JPF: Estava no mercado de Cascais e liguei ao Gonçalo por outra coisa diferente, e foi assim. Encarreguei-me de recolher todos os depoimentos e ele falou com pessoas que eu pensei que ele não conseguisse falar. A_história, os anos e as relações são sempre desgastantes.
Ia perguntar precisamente se esse teria sido outro entrave. Vemos, em muitos projetos jornalísticos, muitas pessoas saírem a mal.
GPR: Há zangas para a vida. Diga-me o nome de um jornal e eu digo-lhe o nome de quatro pessoas fundadoras que deixaram de se falar…
JPF: Talvez o facto de o Gonçalo ter tido esse papel de ser a pessoa de fora – é a única pessoa que escreve neste livro que não trabalhou no T&Q – tenha sido determinante. Não digo que ele consiga sentar à mesa algumas pessoas, mas conseguiu falar com elas sobre o T&Q, o que já é muito bom.
E se fosse no seu caso, acha que não iria conseguir?
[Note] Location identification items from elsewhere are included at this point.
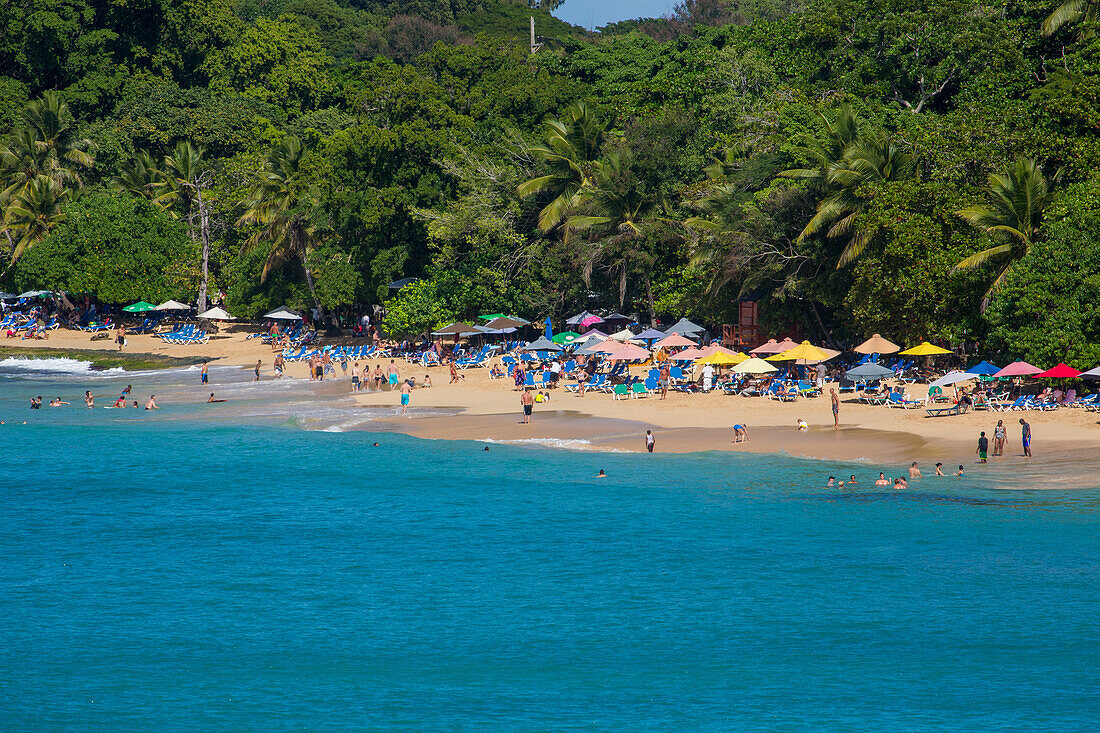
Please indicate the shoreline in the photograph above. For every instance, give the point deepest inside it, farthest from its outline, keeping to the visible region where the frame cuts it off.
(480, 408)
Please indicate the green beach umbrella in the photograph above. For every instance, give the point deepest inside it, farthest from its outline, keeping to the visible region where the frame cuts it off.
(565, 337)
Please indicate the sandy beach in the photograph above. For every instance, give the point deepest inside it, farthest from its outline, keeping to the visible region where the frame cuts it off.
(488, 409)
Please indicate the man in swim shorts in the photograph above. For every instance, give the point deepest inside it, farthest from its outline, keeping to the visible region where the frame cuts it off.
(406, 391)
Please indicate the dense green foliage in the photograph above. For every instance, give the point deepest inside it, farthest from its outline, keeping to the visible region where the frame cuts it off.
(853, 165)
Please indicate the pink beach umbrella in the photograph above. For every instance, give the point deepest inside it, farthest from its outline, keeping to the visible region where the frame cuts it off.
(1019, 369)
(1059, 372)
(627, 352)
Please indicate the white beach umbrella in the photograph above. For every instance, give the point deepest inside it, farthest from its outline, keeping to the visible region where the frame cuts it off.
(216, 314)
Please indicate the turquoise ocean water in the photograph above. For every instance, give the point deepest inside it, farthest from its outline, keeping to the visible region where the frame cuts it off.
(250, 567)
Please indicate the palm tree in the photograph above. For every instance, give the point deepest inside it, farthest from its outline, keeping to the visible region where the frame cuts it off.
(281, 201)
(32, 212)
(572, 146)
(1073, 12)
(619, 215)
(1020, 198)
(186, 175)
(54, 130)
(141, 177)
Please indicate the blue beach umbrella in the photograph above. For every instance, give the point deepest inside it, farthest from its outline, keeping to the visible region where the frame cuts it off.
(983, 369)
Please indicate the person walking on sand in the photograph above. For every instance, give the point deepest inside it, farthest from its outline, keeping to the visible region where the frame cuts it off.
(406, 391)
(527, 400)
(999, 435)
(1026, 436)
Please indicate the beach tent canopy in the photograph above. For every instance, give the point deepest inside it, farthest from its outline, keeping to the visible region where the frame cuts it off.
(722, 359)
(684, 327)
(542, 343)
(924, 349)
(505, 321)
(1059, 372)
(869, 372)
(216, 314)
(1019, 369)
(877, 345)
(626, 352)
(283, 314)
(755, 365)
(772, 347)
(459, 329)
(673, 341)
(983, 369)
(804, 350)
(953, 378)
(565, 337)
(649, 335)
(576, 320)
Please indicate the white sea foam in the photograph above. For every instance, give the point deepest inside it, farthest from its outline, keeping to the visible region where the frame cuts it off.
(54, 365)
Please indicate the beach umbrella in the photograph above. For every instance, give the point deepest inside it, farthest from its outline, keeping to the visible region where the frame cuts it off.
(953, 378)
(627, 352)
(649, 335)
(804, 350)
(542, 343)
(216, 314)
(868, 372)
(502, 323)
(684, 327)
(924, 349)
(283, 314)
(983, 369)
(755, 365)
(1019, 369)
(1059, 372)
(877, 345)
(565, 337)
(719, 359)
(674, 340)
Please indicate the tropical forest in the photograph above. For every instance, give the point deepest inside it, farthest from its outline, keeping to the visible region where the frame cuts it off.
(928, 171)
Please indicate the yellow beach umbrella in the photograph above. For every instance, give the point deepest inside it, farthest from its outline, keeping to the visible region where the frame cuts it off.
(722, 359)
(877, 345)
(924, 349)
(804, 350)
(754, 367)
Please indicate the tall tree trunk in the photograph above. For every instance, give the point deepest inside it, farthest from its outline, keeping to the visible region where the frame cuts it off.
(652, 306)
(205, 233)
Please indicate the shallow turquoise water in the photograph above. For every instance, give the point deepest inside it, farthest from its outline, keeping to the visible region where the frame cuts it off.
(171, 572)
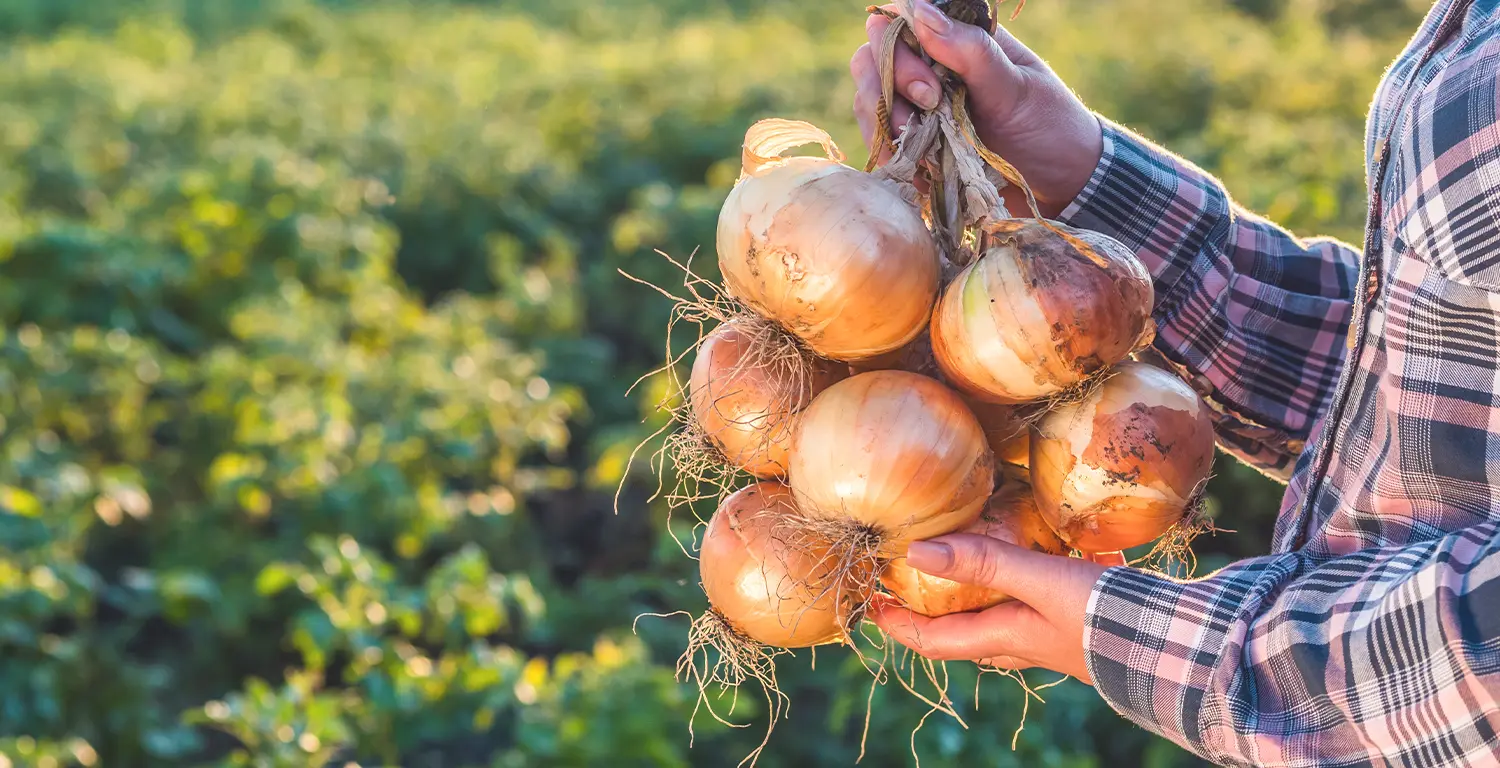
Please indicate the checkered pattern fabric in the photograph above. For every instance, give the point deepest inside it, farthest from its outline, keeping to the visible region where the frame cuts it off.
(1370, 378)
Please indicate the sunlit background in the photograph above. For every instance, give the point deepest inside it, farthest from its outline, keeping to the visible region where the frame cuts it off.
(314, 362)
JPF: Não, eu não conseguia. Até porque, em alguns casos, não me sentaria à mesa com algumas pessoas também. (risos)
GPR: Mas é uma boa metáfora para responder à pergunta inicial, de como a fundação de um jornal, que é um ato criativo por definição, é também, com demasiada frequência, o princípio de uma briga para toda a vida.
Deixam aqui muito claro que ao longo dos quase 30 anos de vida houve muitos T&Q dentro do T&Q.
GPR: Perfeitamente.
JPF: Houve, e para mim há uma coisa engraçada. Para mim, o T&Q não morreu quando eu saí, longe disso. Saí dia 31 de agosto e depois continuei com uma coluna até 31 de dezembro de 1999 mas, para mim, morreu dois anos depois. Costumo dizer uma frase feita, mas que é verdade: o T&Q, até aí, contava a vida tal e qual ela era. Quando deixou de o fazer, o jornal morre, e morre durante cinco anos.
Esteve muito tempo nos cuidados paliativos.
GPR: Esteve, ao que não é alheia a mudança para para a última proprietária, que não tinha vocação nem respeito pela história, boa ou má, do título que tinha comprado no meio de outros. Digo algures que o T&Q começou por ser filho único; depois, a dada altura, teve de repartir o pão com outro filho, mas ainda eram dois filhos importantes…
JPF: Mas já foi difícil quando foi fundado o 24 Horas.
GPR: Que vai buscar alguns dos melhores jornalistas e parte do investimento. E era um jornal diário que faz surgir a tendência de que, se havia uma boa história, era logo publicada, não se esperava por sexta-feira. Mas, na minha interpretação, o golpe definitivo é transferência para a Lusomundo. Passou a ser tratado como um título que eles não percebiam. Alguns dos administradores tinham estado na barricada contrária de algumas das polémicas-chave nos anos 80.
JPF: Nós éramos a segunda classe do jornalismo. Pensavam eles que nós não contávamos e achavam que o T&Q era um produto menor. Mas, provavelmente, vendia mais do que eles, nós ganhávamos mais do que eles, divertíamo-nos a trabalhar, tínhamos essas grandes vantagens. A Catarina Vaz Guerreiro… não sei se ela escreve isso no seu testemunho, mas contou-me por telefone uma imagem felicíssima que quase me emocionou: que quando saía de casa para ir trabalhar no T&Q, descia as escadas de dois em dois degraus, de tão contente que ia. Acho que era uma imagem de como se trabalhava no jornal, com alegria e vontade. Era estimulante trabalhar ali. Foi uma jovem jornalista que deixou de ser jornalista, como muitos dos que escrevem ali – começaram, mas depois saíram e nunca mais trabalharam em jornais.
Vocês próprios brincavam com isso da ‘segunda liga’, diziam que o troco do Expresso dava para comprar o T&Q.
GPR: O Hernâni Santos, o chefe de redação, disse uma coisa curiosa: que as pessoas tinham alguma vergonha de mostrar que estavam a ler o T&Q, então punham-no no meio do Expresso.